Mbah Nun, malam ini berpakaian putih-putih dengan peci putih atasan merah, khas, dan pantas menuntaskan rindu.
Mbah Nun membuka bahasan dengan kajian konsep yang konon dibawa oleh Sunan Kalijaga, di mana ritual tumpeng selalu disertakan tiga jenis kembang dari kenanga, kantil dan mawar. Fakta sejarah bukan hal penting betul, walau bila tertarik bisa kita telusuri dari sejarah botani. Tapi pemaknaan mengenai, “keno ngono keno ngene, asal kantil dan menjadi sewangi mawar” adalah pemaknaan yang otentik yang dibawakan oleh Mbah Nun. Ini sudah sangat akrab di majelis-majelis Maiyah dan Mbah Nun tak lelah mengulang pesan tersebut. Kita bisa menangkap bahwa urgensi pesan ini tentu sangat garis tebal, sehingga Mbah Nun terus mengingatkan kita soal ini. Tiga kembang itu menemani tumpeng yang berbentuk mengerucut, hierarkis dan pada situasi sosial kita sangat feodal.
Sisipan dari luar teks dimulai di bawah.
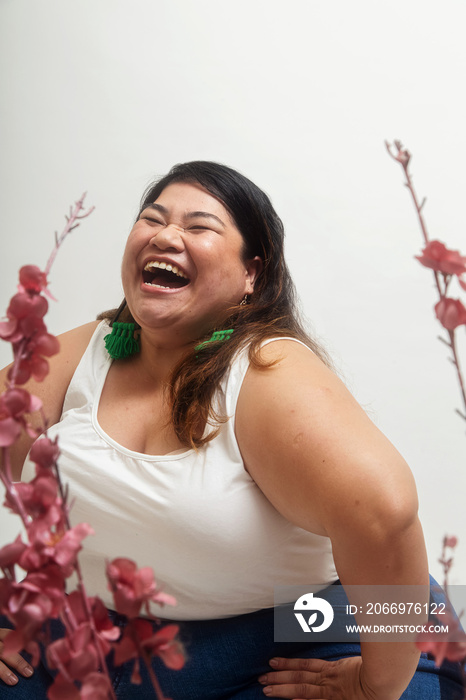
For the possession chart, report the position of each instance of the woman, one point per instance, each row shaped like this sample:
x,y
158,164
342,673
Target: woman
x,y
232,465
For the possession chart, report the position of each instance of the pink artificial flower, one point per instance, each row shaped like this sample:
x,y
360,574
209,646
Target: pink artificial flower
x,y
74,655
10,554
32,279
106,630
449,645
95,686
139,635
132,588
26,330
438,257
451,313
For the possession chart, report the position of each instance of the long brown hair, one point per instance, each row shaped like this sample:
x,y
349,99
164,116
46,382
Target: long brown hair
x,y
272,309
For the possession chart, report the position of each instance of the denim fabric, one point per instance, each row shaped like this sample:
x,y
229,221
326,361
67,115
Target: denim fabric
x,y
225,658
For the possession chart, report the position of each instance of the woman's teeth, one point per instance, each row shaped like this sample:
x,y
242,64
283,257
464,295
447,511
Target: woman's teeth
x,y
155,273
165,266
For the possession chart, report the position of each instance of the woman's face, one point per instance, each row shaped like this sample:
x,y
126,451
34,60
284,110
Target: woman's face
x,y
183,265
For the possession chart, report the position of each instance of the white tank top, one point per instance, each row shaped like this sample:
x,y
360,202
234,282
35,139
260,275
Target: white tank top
x,y
197,518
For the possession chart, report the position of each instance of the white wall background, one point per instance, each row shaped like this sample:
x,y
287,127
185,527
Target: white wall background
x,y
105,95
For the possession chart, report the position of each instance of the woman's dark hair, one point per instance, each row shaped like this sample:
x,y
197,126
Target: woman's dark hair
x,y
271,312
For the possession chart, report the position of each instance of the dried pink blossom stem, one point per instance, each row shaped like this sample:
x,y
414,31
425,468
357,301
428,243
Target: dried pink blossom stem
x,y
72,222
403,157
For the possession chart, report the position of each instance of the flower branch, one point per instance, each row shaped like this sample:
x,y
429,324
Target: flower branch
x,y
446,265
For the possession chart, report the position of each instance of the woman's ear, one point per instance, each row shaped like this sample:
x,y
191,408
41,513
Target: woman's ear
x,y
253,270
Dari soal inilah, Mbah Nun melangkah pada bahasan mengenai point of view dunia modern yang berjalan salah kaprah sementara Maiyah berada di tengahnya. Maiyah berusaha istiqomah tidak terseret kesalahan kaprah tersebut. Bila memakai ukuran estetika bangunan, Ka’bah tidak memenuhi syarat untuk disebut bangunan indah. Dia hanya kotak kubus. Namun “Tidak pernah ada satu detik pun manusia berhenti mendatanginya” maka oleh Mbah Nun sebenarnya Allah terus melatih kita untuk tidak melulu berpikiran materialis. “Di situlah letak keindahan Ka’bah (dibanding kerucut, tumpeng) dia tidak feodal!” semua yang berkumpul di sekeliling Ka’bah harus jadi manusia seutuhnya, mesti rela membuang narsisme golongan, pemahaman tafsir, golongan mazhab serta berbagai pembeda, berbagai struktur yang memungkinkannya berada pada pucuk hierarki tumpeng sosial.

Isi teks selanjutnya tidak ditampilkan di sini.